O
Brasil registrou melhora no Índice de Desenvolvimento Humano (IDH) em 2014. Os
dados divulgados pelo Programa das Nações Unidas para o Desenvolvimento (Pnud)
mostram que o IDH passou de 0,752 em 2013 para 0,755 em 2014. Apesar do
aumento, o Brasil caiu uma posição no ranking mundial de desenvolvimento humano
e passa a ocupar o 75º lugar entre 188 países.
De
acordo com o Relatório de Desenvolvimento Humano 2015, lançado hoje (14), o
país perdeu uma posição porque foi ultrapassado pelo Sri Lanka, que teve
crescimento acelerado no último ano.

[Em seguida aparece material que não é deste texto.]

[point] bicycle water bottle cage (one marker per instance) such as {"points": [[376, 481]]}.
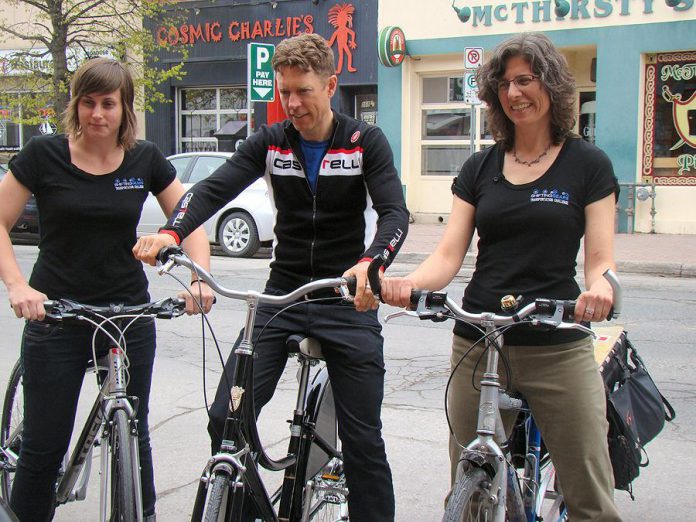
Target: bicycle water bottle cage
{"points": [[549, 312], [431, 306]]}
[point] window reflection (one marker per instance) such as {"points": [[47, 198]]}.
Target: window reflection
{"points": [[446, 123]]}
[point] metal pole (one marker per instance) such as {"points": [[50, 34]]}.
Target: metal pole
{"points": [[248, 90]]}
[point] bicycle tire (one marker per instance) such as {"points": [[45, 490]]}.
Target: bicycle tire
{"points": [[324, 483], [468, 500], [218, 486], [123, 496], [550, 505], [11, 428]]}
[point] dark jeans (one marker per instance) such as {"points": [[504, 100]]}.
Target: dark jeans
{"points": [[352, 346], [54, 360]]}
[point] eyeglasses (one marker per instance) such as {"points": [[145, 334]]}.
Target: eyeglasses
{"points": [[523, 80]]}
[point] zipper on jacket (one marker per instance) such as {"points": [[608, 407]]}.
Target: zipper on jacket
{"points": [[314, 237]]}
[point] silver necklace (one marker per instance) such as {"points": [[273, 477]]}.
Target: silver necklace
{"points": [[531, 162]]}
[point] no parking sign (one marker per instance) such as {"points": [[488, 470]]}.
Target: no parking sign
{"points": [[473, 57]]}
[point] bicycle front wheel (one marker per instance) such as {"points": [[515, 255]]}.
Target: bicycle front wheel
{"points": [[550, 504], [11, 429], [468, 501], [123, 494], [327, 495]]}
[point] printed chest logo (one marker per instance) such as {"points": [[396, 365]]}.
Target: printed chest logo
{"points": [[549, 196], [129, 184]]}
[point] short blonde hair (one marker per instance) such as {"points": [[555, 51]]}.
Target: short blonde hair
{"points": [[101, 76], [308, 52]]}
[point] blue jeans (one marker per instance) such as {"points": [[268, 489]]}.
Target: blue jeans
{"points": [[353, 348], [54, 360]]}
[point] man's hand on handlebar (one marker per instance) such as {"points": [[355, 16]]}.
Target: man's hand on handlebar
{"points": [[396, 291], [147, 247], [364, 299]]}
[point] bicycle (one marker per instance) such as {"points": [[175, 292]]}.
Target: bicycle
{"points": [[111, 423], [314, 485], [489, 486]]}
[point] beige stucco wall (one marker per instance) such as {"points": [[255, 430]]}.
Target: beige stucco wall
{"points": [[430, 196]]}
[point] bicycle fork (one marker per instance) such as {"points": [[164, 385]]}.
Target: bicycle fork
{"points": [[484, 452], [117, 399]]}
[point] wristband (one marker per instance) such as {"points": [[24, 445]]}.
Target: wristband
{"points": [[369, 260], [170, 233]]}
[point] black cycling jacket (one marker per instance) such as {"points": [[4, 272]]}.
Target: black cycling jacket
{"points": [[358, 209]]}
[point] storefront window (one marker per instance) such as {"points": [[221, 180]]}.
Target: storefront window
{"points": [[446, 124], [669, 132], [212, 119], [13, 135], [446, 118]]}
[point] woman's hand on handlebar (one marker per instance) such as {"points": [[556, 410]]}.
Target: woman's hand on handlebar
{"points": [[364, 299], [147, 247], [26, 302], [595, 303], [396, 291]]}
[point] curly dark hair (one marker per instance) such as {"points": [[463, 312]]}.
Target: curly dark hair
{"points": [[552, 69]]}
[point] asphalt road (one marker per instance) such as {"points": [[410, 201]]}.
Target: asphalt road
{"points": [[658, 315]]}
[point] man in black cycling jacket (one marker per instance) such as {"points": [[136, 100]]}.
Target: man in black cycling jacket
{"points": [[338, 202]]}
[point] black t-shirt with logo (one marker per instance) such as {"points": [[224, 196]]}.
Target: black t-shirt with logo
{"points": [[529, 235], [87, 222]]}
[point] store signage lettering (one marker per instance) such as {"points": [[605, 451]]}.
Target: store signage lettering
{"points": [[235, 31], [669, 132], [542, 11]]}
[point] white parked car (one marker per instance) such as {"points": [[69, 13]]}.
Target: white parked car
{"points": [[240, 227]]}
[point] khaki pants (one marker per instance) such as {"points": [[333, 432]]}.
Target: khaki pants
{"points": [[562, 385]]}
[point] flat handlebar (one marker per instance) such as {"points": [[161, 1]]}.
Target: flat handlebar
{"points": [[556, 313], [65, 309], [171, 256]]}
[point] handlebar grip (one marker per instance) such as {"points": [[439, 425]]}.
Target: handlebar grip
{"points": [[373, 274], [352, 284], [164, 254]]}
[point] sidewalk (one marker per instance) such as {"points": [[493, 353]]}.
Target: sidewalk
{"points": [[671, 255]]}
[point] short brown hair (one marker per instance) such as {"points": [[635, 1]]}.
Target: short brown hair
{"points": [[101, 76], [547, 63], [308, 52]]}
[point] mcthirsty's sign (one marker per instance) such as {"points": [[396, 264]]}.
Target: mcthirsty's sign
{"points": [[541, 11]]}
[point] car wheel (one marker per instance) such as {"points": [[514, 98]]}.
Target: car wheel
{"points": [[238, 235]]}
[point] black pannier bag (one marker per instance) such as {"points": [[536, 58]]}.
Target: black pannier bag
{"points": [[636, 411]]}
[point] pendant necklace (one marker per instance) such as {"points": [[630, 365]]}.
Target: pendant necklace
{"points": [[531, 162]]}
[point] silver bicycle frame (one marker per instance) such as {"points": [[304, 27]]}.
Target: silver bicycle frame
{"points": [[112, 396]]}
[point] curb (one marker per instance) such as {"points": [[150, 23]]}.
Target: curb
{"points": [[623, 267]]}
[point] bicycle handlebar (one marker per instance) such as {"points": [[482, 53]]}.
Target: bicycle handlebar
{"points": [[171, 256], [556, 313], [64, 309]]}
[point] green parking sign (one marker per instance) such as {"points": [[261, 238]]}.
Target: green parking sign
{"points": [[261, 75]]}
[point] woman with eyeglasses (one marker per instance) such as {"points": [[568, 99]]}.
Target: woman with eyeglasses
{"points": [[532, 197]]}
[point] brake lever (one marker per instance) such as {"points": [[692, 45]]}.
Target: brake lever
{"points": [[400, 313]]}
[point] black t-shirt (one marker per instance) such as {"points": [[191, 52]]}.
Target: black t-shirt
{"points": [[529, 235], [87, 222]]}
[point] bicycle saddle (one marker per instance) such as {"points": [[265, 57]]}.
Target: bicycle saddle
{"points": [[307, 346]]}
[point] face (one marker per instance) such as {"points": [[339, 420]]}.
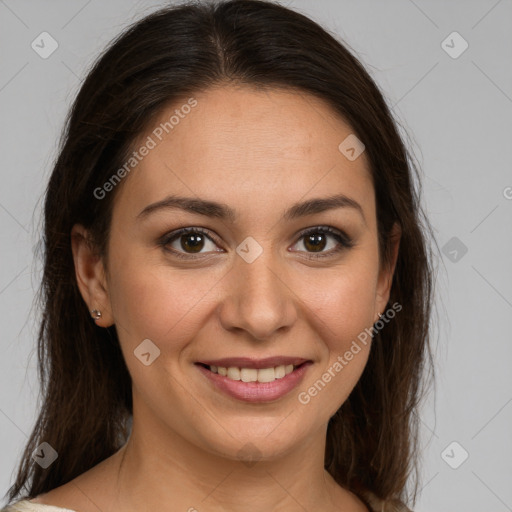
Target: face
{"points": [[255, 277]]}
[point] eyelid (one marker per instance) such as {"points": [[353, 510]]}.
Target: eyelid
{"points": [[343, 239]]}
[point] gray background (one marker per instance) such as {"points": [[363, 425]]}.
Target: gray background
{"points": [[458, 114]]}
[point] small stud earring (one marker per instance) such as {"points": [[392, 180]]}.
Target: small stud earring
{"points": [[96, 314]]}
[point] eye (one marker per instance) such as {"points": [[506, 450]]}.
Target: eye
{"points": [[315, 240], [189, 240]]}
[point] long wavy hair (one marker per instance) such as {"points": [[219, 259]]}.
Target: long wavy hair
{"points": [[175, 52]]}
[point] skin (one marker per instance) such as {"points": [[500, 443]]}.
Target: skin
{"points": [[260, 153]]}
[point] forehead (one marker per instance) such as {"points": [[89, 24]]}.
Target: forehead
{"points": [[246, 147]]}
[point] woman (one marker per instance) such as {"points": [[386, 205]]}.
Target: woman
{"points": [[234, 207]]}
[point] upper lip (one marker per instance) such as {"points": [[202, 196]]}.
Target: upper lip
{"points": [[247, 362]]}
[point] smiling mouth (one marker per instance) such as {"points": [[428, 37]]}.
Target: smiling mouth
{"points": [[262, 375]]}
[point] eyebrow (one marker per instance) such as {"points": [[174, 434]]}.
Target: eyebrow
{"points": [[224, 212]]}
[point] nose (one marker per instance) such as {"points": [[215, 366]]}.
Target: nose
{"points": [[257, 299]]}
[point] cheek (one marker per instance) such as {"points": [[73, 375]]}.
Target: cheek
{"points": [[155, 302]]}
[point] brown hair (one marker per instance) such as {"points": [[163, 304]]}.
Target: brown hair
{"points": [[372, 440]]}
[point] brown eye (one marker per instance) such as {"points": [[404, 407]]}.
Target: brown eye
{"points": [[188, 242], [316, 240]]}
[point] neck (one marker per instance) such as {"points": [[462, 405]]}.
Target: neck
{"points": [[157, 469]]}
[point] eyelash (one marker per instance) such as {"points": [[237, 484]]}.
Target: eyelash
{"points": [[344, 241]]}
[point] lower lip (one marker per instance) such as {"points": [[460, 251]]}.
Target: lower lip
{"points": [[256, 391]]}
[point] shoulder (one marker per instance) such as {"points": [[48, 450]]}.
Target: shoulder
{"points": [[29, 506]]}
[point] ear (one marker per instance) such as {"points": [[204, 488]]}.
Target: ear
{"points": [[386, 272], [90, 275]]}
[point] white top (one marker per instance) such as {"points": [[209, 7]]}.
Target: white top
{"points": [[28, 506]]}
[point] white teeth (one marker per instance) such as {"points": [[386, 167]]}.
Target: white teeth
{"points": [[233, 373], [280, 371], [266, 375], [248, 374], [253, 374]]}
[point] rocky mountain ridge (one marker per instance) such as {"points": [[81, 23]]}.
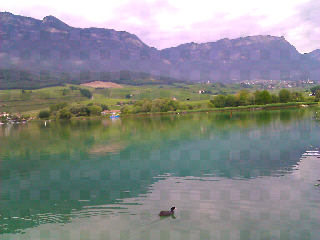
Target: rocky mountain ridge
{"points": [[51, 45]]}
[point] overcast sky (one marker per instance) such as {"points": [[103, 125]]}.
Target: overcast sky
{"points": [[168, 23]]}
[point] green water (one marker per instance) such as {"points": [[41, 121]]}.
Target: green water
{"points": [[243, 176]]}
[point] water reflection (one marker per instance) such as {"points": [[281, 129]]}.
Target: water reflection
{"points": [[63, 171]]}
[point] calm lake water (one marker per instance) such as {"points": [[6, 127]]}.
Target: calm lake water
{"points": [[245, 176]]}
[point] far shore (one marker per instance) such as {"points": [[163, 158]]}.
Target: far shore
{"points": [[240, 108]]}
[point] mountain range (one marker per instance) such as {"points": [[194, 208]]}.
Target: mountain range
{"points": [[52, 47]]}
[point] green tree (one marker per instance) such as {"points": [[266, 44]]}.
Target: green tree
{"points": [[95, 110], [58, 106], [86, 93], [314, 89], [104, 107], [219, 101], [297, 97], [3, 119], [125, 109], [44, 114], [64, 114], [265, 97], [79, 110], [242, 97], [274, 98], [231, 101], [317, 97], [257, 97], [284, 95]]}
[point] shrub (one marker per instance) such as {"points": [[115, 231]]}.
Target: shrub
{"points": [[44, 114]]}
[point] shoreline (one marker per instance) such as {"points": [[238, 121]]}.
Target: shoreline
{"points": [[239, 108]]}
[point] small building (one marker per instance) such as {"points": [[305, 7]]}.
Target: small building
{"points": [[110, 112]]}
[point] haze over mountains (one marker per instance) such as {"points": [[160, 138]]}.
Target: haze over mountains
{"points": [[51, 46]]}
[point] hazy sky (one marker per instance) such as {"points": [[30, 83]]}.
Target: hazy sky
{"points": [[168, 23]]}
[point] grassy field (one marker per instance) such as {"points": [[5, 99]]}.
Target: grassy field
{"points": [[32, 101]]}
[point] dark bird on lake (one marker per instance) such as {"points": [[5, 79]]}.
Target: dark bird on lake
{"points": [[167, 213]]}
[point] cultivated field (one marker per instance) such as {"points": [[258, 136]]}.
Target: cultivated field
{"points": [[99, 84]]}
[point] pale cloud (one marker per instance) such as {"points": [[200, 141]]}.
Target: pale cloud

O IDH mede o desenvolvimento humano por
meio de três componentes: a expectativa de vida, educação e renda.
A
coordenadora do Relatório de Desenvolvimento Humano Nacional, Andréa Bolzon,
explicou que a diferença no ritmo de crescimento dos países causou a queda do
Brasil. “Apesar de o Brasil ter crescido no IDH, outro país cresceu em ritmo um
pouco mais acelerado que o nosso. A isso se deve nossa queda”.
Com a
75° posição, o Brasil fica atrás de países latino-americanos como a Argentina
(40°), o Chile (42°), Uruguai (52°), Cuba (67°) e a Venezuela (71°). O primeiro
lugar no ranking mundial é da Noruega, seguido pela Austrália e a Suíça. Em
último está o Niger.
O
relatório mostra que, no Brasil, indicadores que representam melhorias sociais
tiveram avanço, como a esperança de vida ao nascer, que aumentou de 74.2 em
2013 para 74.5 em 2014, e a média de anos de estudo que passou de 7,4 para 7,7
nesse período.
Houve
queda na Renda Nacional Bruta (RNB) per capita de 2014 (15.288), quando
comparada a 2013 (15.175). Desde 1990, a RNB do Brasil não havia sofrido
retração. “O relatório mostrou que do ponto de vista da renda per capita, houve
pequena retração e é claro que isso afeta também nosso índice de
desenvolvimento humano. Agora, daqui para a frente, precisamos aguardar para
ver como as coisas vão se refletir no relatório”, disse Andréa Bolzon.
Questionada se a queda no Produto Interno Bruto (PIB) no Brasil poderá ter
impacto negativo no IDH, ela respondeu que existe essa possibilidade, já que um
dos indicadores é a renda que está relacionada ao PIB.
O
Brasil acumula trajetória constante de crescimento do IDH. De 1990 a 2014, o
crescimento foi 24,2%, o maior no período entre os países da América do Sul. Em
relação à posição no ranking mundial, de 2009 a 2014 o país avançou três
posições.
As políticas
públicas brasileiras têm responsabilidade direta sobre esses avanços, segundo a
coordenadora do Pnud. “O relatório reconhece esses programas de proteção social
e de transferência de renda como importantes para aumentar o desenvolvimento
humano. O desenvolvimento dos países tem acidentes de percurso e, se você tem
uma rede de proteção social forte, obviamente as coisas ficam mais seguras para
todo mundo”, afirmou Andréa.
O
relatório do Pnud, intitulado O Trabalho como Motor do Desenvolvimento Humano,
traz também dados de 188 países e sugere estratégias para criar oportunidades e
assegurar o bem-estar dos trabalhadores.